The order directs multiple federal agencies to limit federal support for such purchases and calls on the Justice Department and Federal Trade Commission to step up antitrust scrutiny of large institutional investors in the housing market. Trump's order on Tuesday directs his administration to issue guidance within 60 days to impose restrictions on the sale of single-family homes.

Key Carveout for Purpose-Built Rentals

The order allows for "appropriate, narrowly tailored exceptions" for build-to-rent communities that are "planned, permitted, financed, and constructed as rental communities," a provision aimed at preserving legitimate rental development. Notably, the order includes a narrow but explicit carve-out for build-to-rent communities that are planned, permitted, financed and constructed as rental developments. That language provides clarity for purpose-built BTR developers, while appearing to exclude bulk purchases of homes within for-sale subdivisions.

Trump's executive order on Tuesday includes an exemption for 'build-to-rent' communities: neighborhoods of newly constructed single-family homes produced specifically to be rented out. Developers argue that investors of build-to-rent properties don't compete with individual home buyers and instead help people live in pricier neighborhoods where they cannot afford to own.

The specifics of how it might be implemented are not yet clear, however, including how the terms "large institutional investor" and "single-family home" will be defined—which the order gives Treasury Secretary Scott Bessent 30 days to determine.

Limited Market Impact Expected

By June 2022, institutional investors owned around 450,000 homes, or about 3%, of all single-family rental homes nationally, according to a 2024 study by the Government Accountability Office. Firms that own 100 or more single-family homes control roughly 2% of the nation's single-family housing stock, according to John Burns Research and Consulting.

Experts tell TIME that they expect the move to have only a small effect, saying that its scope is limited and it doesn't address the issues most responsible for high housing prices. "This executive order appears to be fairly benign in practical terms," says Tobias Peter, a co-director at the American Enterprise Institute Housing Center.

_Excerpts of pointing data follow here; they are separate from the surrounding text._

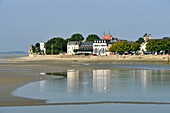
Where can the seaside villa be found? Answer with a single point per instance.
(99, 47)
(71, 46)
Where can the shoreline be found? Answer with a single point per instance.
(64, 59)
(17, 72)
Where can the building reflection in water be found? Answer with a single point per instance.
(101, 81)
(72, 81)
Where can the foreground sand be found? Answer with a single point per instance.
(15, 73)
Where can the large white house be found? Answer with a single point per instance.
(99, 47)
(42, 48)
(71, 46)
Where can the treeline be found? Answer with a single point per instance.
(159, 46)
(58, 45)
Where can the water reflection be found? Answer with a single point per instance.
(72, 80)
(102, 85)
(101, 80)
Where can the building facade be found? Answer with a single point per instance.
(42, 48)
(71, 46)
(85, 48)
(99, 47)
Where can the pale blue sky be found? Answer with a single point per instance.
(23, 22)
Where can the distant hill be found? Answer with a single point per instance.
(14, 52)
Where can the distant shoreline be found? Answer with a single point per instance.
(17, 72)
(165, 59)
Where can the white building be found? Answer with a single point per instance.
(99, 47)
(42, 48)
(71, 46)
(146, 38)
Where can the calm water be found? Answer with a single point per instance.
(145, 83)
(8, 56)
(102, 85)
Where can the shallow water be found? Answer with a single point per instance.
(95, 85)
(106, 108)
(134, 83)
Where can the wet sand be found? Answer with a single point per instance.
(17, 72)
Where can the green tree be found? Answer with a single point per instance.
(77, 37)
(56, 45)
(135, 46)
(37, 48)
(92, 37)
(123, 46)
(114, 46)
(151, 46)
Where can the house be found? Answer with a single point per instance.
(146, 38)
(42, 48)
(72, 46)
(109, 41)
(99, 47)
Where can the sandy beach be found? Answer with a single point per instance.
(17, 72)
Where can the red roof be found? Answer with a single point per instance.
(107, 37)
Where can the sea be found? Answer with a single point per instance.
(9, 56)
(123, 88)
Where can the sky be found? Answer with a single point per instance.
(25, 22)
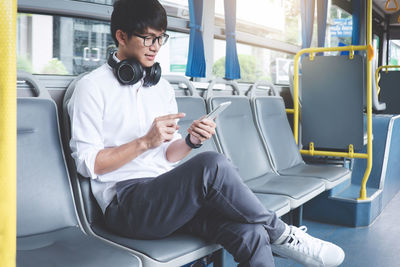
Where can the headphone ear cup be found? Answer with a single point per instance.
(153, 75)
(128, 71)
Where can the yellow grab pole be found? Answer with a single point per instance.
(8, 132)
(363, 190)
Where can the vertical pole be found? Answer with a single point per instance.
(363, 190)
(8, 128)
(208, 36)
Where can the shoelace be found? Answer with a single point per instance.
(303, 242)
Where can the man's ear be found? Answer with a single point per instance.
(121, 37)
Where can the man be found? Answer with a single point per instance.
(124, 137)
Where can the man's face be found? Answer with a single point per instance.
(144, 54)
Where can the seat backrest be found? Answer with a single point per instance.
(87, 206)
(332, 102)
(238, 136)
(271, 119)
(194, 107)
(44, 199)
(390, 91)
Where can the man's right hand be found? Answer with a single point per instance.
(162, 130)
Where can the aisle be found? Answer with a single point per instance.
(375, 246)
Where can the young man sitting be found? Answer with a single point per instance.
(124, 137)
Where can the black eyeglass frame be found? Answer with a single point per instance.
(164, 35)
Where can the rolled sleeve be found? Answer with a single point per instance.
(86, 111)
(172, 108)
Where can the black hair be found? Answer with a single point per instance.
(135, 16)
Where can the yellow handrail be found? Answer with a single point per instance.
(8, 133)
(378, 76)
(351, 49)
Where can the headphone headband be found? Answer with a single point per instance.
(130, 71)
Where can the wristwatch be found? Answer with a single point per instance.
(190, 144)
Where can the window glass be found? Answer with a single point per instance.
(176, 8)
(61, 45)
(256, 63)
(173, 55)
(102, 2)
(70, 46)
(340, 27)
(275, 19)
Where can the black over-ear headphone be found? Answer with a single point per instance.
(130, 71)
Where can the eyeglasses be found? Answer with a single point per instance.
(150, 40)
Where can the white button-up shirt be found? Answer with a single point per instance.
(104, 114)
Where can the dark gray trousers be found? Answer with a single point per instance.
(204, 196)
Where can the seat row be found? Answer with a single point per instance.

But that doesn't solve the core affordability problem, which is that there simply aren't enough homes for sale," Daryl Fairweather, the chief economist at the real estate brokerage firm Redfin, tells TIME in a statement. "The real problem is that we've added far more households than we've built single-family homes," Jay Parsons, an analyst who tracks rental housing and development trends, tells CNBC Make It.

Future Legislative Plans

Trump also signaled the action is intended as more than a temporary measure, directing senior White House staff to prepare legislation to make the policy into law. Within the White House itself, it instructs several officials to develop legislative recommendations to codify the order's goals. U.S. Sen. Bernie Moreno, a Republican from Ohio, has said that he would introduce legislation to implement Trump's ban on large investors. In an interview last week, however, he said that legislation was still in early stages and would take at least 60 days.

The order represents a rare bipartisan issue, as a move by Trump to target Wall Street landlords would align him with Democrats, who for years have criticized corporate homebuying, claiming it has helped stoke housing costs, and have unsuccessfully pushed bills to crack down on the trend. Whether this executive order will meaningfully address housing affordability remains to be seen, with experts suggesting that increasing housing supply remains the more pressing challenge facing American homebuyers.